It is possible to receive ntlm response with ipv6. What about ipv4?
I performed ntlm relay attack with mitm6 and ntlmrelayx. I used mitm6 for dns spoofing. When the victim sent a query containing where the DHCP is located, I identified myself as the DHCP server. Then I became proxy with WPAD so victim makes any http request through me. I responsed 407 authentication for any http request thus I catched NTLM response. Finally I relaied NTLM response to SMB and I gained shell. I got this attack and I performed PoC.

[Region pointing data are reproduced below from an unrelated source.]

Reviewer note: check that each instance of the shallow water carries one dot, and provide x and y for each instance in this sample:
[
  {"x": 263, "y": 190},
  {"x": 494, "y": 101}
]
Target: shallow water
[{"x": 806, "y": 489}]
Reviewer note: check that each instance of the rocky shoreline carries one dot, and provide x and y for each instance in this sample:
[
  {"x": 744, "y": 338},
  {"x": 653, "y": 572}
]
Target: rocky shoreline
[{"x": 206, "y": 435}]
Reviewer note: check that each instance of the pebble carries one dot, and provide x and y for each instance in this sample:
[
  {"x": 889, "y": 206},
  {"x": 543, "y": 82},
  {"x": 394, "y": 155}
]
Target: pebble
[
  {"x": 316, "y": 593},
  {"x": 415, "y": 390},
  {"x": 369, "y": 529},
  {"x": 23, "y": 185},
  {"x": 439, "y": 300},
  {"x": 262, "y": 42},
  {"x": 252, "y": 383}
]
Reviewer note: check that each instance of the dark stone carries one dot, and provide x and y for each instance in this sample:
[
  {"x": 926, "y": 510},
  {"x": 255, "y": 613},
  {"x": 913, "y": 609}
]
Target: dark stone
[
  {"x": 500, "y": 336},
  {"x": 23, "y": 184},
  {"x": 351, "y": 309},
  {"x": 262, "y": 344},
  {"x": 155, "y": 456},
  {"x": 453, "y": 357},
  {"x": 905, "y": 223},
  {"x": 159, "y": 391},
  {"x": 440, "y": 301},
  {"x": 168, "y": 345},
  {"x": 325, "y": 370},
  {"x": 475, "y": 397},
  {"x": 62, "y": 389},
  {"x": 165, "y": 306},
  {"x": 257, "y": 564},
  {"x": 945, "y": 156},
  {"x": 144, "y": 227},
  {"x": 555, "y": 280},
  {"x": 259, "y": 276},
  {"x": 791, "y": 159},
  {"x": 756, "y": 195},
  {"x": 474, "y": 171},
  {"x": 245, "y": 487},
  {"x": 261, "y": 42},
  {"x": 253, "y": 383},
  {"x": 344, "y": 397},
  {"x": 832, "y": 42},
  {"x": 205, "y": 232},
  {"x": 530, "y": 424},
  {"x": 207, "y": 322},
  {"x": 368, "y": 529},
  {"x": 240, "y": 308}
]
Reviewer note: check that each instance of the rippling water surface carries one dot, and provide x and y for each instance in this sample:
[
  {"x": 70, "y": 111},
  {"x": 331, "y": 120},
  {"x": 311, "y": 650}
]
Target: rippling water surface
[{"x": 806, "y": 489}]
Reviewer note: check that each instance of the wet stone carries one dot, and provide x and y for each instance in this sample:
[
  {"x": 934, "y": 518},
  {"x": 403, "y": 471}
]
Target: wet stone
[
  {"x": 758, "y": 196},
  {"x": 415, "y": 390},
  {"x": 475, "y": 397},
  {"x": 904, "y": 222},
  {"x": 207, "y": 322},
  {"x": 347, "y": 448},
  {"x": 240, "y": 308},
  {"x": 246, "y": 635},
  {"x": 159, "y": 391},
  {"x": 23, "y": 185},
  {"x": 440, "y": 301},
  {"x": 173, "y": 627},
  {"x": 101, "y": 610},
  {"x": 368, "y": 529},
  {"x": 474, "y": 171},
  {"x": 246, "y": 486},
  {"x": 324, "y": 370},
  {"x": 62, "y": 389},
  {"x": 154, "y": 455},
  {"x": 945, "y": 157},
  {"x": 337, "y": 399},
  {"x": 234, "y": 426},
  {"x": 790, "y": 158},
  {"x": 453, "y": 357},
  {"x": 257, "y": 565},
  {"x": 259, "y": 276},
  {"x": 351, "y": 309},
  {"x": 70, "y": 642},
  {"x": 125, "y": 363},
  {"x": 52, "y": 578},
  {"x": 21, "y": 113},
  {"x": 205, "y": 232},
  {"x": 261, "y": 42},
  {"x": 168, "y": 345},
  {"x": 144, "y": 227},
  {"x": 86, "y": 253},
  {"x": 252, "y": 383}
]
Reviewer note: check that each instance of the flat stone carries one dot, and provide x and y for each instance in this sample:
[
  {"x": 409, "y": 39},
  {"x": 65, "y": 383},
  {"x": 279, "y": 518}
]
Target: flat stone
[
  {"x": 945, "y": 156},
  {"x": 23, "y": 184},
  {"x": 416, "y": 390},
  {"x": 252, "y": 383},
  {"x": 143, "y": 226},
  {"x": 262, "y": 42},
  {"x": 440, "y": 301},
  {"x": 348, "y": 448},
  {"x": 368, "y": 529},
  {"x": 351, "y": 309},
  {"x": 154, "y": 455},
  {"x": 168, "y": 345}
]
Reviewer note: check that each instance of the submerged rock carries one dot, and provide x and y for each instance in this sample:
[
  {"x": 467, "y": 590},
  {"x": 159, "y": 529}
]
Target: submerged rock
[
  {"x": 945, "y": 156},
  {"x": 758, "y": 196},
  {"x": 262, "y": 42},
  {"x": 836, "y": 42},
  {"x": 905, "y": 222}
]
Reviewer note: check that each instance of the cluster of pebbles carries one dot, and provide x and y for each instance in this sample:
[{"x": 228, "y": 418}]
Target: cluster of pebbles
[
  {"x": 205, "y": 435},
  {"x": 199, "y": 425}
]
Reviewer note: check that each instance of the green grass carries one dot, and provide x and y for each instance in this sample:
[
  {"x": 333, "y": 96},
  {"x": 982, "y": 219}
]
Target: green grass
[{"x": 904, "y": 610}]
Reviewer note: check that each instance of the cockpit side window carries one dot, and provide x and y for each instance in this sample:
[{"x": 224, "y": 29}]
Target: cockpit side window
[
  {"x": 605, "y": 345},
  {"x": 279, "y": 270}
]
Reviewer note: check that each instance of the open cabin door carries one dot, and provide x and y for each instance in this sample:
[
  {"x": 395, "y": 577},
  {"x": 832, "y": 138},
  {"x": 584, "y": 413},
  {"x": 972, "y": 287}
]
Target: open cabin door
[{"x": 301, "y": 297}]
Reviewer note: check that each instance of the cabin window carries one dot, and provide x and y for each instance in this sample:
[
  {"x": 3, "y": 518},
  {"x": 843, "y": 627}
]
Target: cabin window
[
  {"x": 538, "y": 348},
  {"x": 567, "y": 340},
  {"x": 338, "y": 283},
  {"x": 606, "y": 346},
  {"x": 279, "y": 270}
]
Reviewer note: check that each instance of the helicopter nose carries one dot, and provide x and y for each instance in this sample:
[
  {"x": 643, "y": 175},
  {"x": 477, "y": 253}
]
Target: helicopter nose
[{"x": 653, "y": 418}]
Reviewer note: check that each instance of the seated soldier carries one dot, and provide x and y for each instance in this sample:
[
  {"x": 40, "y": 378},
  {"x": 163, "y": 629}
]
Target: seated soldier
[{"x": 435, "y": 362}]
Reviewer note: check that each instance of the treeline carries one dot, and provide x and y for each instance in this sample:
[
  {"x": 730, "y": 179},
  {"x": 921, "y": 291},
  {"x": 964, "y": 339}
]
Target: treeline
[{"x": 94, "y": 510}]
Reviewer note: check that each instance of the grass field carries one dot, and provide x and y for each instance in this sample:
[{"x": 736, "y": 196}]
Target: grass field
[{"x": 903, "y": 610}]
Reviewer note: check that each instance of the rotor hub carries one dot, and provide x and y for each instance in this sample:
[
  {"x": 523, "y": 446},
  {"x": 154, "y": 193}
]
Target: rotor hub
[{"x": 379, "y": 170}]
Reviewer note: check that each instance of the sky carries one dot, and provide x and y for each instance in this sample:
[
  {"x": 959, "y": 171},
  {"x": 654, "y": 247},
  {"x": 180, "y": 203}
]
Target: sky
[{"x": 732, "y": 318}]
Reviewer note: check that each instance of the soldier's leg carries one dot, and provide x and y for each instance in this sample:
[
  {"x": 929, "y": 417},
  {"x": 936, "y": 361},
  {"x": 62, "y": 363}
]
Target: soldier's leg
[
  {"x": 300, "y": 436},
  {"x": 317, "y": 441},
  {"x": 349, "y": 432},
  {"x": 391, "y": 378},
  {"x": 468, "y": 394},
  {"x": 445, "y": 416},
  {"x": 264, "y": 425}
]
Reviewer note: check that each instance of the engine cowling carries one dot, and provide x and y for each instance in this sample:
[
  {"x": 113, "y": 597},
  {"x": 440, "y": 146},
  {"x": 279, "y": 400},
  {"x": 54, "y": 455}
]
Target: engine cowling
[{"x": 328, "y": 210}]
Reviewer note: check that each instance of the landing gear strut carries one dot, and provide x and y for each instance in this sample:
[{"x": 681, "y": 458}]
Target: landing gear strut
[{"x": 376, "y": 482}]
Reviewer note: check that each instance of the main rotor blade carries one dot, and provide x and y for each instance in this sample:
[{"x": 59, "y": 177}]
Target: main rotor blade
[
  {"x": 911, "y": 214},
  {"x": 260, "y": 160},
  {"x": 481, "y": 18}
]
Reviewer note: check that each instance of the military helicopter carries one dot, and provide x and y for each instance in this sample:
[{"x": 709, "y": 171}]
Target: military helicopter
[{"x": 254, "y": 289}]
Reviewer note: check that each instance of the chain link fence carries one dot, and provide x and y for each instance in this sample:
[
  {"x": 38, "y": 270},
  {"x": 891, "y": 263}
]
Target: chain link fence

I wonder if this attack is specific to IPv6? I performed same thing for IPv4. I read that mitm6 spoofs dns in IPv4 so I used mitm6 for dns spoofing and then I started ntlmrelayx tool. But I could not catch NTLM response. So it did not work.
After that I decided to use responder for catch NTLM response with this options. responder -I "eth0" --DHCP --DHCP-DNS -FPw -v
According to my logic, since my goal is to manipulate the WPAD file, I need to takeover DNS, and to announce myself as the DNS, I need to hijack the DHCP server. Therefore, I initiated the Responder tool with the settings mentioned above.Then I started ntlmrelayx tool but again I could not catch NTLM response. I compared to IPv6 and IPv4 attack. I couldn't see 407 status code on wireshark. So why this attack did not work for IPv4?